Exception thrown in multiprocessing Pool not detected

Solution 1:

Maybe I'm missing something, but isn't that what the get method of the Result object returns? See Process Pools.

class multiprocessing.pool.AsyncResult

The class of the result returned by Pool.apply_async() and Pool.map_async().get([timeout])
Return the result when it arrives. If timeout is not None and the result does not arrive within timeout seconds then multiprocessing.TimeoutError is raised. If the remote call raised an exception then that exception will be reraised by get().

So, slightly modifying your example, one can do

from multiprocessing import Pool

def go():
    print(1)
    raise Exception("foobar")
    print(2)

p = Pool()
x = p.apply_async(go)
x.get()
p.close()
p.join()

Which gives as result

1
Traceback (most recent call last):
  File "rob.py", line 10, in <module>
    x.get()
  File "/usr/lib/python2.6/multiprocessing/pool.py", line 422, in get
    raise self._value
Exception: foobar

This is not completely satisfactory, since it does not print the traceback, but is better than nothing.

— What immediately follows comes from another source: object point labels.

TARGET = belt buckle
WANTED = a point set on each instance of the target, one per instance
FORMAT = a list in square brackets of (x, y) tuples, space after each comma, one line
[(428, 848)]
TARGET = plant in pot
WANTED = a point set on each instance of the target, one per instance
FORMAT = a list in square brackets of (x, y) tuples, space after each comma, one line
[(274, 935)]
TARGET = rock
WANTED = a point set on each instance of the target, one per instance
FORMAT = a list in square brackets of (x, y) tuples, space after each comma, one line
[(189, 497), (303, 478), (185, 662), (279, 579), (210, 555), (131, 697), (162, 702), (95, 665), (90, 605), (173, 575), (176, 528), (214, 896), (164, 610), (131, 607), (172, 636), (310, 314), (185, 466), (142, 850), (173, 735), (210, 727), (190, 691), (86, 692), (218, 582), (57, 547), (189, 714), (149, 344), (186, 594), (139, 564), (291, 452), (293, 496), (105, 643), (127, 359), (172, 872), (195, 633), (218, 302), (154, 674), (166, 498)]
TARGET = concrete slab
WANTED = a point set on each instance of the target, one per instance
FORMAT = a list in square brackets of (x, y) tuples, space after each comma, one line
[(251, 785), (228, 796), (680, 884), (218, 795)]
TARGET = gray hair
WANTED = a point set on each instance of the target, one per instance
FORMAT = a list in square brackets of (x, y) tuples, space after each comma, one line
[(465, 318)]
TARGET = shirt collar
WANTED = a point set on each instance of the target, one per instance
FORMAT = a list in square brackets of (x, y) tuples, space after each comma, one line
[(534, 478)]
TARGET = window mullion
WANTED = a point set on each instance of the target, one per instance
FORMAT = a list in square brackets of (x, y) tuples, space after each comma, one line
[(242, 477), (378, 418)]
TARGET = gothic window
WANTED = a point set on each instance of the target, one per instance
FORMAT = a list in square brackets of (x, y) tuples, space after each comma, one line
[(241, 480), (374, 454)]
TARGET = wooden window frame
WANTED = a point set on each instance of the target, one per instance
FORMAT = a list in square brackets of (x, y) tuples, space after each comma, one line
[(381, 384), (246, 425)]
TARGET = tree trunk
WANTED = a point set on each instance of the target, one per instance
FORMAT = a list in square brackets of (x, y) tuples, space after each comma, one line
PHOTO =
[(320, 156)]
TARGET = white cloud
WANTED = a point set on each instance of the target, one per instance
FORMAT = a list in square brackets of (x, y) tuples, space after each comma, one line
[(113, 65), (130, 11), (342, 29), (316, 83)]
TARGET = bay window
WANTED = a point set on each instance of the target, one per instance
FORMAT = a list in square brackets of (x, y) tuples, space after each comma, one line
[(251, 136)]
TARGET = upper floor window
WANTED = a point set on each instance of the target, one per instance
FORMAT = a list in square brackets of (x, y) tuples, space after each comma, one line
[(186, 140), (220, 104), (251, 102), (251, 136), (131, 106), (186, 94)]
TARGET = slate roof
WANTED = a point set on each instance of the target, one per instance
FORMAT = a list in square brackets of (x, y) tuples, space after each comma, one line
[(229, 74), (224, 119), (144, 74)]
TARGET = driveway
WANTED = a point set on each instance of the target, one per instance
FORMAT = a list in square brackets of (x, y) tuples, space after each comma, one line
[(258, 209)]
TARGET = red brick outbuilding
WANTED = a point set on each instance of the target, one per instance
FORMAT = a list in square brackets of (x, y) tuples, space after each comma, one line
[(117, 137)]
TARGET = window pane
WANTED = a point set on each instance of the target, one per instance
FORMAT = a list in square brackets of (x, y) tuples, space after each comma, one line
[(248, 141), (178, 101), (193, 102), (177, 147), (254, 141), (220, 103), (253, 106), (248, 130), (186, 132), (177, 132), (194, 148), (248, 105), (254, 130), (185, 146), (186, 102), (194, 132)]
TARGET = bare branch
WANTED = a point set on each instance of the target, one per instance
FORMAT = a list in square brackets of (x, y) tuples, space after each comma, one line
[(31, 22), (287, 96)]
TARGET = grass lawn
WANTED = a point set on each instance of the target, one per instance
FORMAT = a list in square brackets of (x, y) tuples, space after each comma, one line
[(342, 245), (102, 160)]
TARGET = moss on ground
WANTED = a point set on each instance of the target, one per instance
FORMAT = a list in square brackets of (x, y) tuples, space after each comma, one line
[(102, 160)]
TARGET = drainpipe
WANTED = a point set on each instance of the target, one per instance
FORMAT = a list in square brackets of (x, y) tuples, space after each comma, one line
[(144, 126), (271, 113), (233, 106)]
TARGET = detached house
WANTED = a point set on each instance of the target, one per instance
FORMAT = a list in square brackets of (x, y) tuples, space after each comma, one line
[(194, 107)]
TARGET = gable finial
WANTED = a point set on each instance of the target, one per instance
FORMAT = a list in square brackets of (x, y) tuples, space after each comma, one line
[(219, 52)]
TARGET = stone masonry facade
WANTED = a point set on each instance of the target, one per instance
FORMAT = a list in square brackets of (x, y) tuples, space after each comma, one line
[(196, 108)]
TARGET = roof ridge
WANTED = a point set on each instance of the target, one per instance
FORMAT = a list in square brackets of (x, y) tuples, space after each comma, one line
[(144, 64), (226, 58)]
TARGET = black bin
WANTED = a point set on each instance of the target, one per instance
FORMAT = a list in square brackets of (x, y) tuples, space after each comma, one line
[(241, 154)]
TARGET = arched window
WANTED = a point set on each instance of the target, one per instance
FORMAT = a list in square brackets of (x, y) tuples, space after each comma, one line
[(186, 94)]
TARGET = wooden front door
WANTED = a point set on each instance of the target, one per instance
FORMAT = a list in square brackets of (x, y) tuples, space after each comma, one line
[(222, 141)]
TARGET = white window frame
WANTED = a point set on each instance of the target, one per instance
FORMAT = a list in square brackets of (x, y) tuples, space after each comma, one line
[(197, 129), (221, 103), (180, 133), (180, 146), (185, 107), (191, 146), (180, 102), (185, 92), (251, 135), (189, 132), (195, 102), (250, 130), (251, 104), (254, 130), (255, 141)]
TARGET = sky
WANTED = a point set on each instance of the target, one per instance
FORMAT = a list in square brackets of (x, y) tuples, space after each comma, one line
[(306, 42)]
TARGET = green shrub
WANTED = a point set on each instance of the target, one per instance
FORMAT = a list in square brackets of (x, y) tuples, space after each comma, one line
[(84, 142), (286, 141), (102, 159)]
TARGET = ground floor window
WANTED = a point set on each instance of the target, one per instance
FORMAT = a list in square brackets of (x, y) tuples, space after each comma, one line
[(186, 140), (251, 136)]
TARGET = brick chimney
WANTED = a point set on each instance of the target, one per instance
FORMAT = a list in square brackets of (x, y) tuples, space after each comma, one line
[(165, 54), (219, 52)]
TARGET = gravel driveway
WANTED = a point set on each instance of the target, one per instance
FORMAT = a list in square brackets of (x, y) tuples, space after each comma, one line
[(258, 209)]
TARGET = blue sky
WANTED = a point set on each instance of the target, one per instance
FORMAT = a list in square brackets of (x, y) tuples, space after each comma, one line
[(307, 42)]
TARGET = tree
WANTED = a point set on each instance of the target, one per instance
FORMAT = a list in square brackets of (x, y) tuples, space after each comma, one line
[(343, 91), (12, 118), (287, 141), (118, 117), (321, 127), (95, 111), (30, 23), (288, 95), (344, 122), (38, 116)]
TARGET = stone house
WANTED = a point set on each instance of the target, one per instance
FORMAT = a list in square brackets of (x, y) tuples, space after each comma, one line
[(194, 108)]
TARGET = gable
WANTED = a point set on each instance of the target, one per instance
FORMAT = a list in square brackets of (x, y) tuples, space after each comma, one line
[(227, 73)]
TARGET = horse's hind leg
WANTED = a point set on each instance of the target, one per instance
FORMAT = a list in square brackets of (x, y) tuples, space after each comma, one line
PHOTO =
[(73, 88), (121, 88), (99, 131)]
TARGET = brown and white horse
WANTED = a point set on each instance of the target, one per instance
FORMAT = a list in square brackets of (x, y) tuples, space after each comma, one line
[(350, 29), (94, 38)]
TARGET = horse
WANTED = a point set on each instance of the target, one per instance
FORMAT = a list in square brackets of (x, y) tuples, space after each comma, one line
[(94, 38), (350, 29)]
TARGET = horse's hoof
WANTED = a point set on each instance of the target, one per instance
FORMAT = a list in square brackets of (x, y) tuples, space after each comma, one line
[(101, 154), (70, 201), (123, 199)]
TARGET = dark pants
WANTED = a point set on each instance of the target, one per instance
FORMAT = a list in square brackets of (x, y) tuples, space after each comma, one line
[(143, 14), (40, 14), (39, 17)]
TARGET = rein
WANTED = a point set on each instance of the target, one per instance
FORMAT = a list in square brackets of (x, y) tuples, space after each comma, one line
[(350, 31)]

UPDATE: This bug has been fixed in Python 3.4, courtesy of Richard Oudkerk. See the issue get method of multiprocessing.pool.Async should return full traceback.

Solution 2:

I have a reasonable solution for the problem, at least for debugging purposes. I do not currently have a solution that will raise the exception back in the main processes. My first thought was to use a decorator, but you can only pickle functions defined at the top level of a module, so that's right out.

Instead, a simple wrapping class and a Pool subclass that uses this for apply_async (and hence apply). I'll leave map_async as an exercise for the reader.

import traceback
from multiprocessing.pool import Pool
import multiprocessing

# Shortcut to multiprocessing's logger
def error(msg, *args):
    return multiprocessing.get_logger().error(msg, *args)

class LogExceptions(object):
    def __init__(self, callable):
        self.__callable = callable

    def __call__(self, *args, **kwargs):
        try:
            result = self.__callable(*args, **kwargs)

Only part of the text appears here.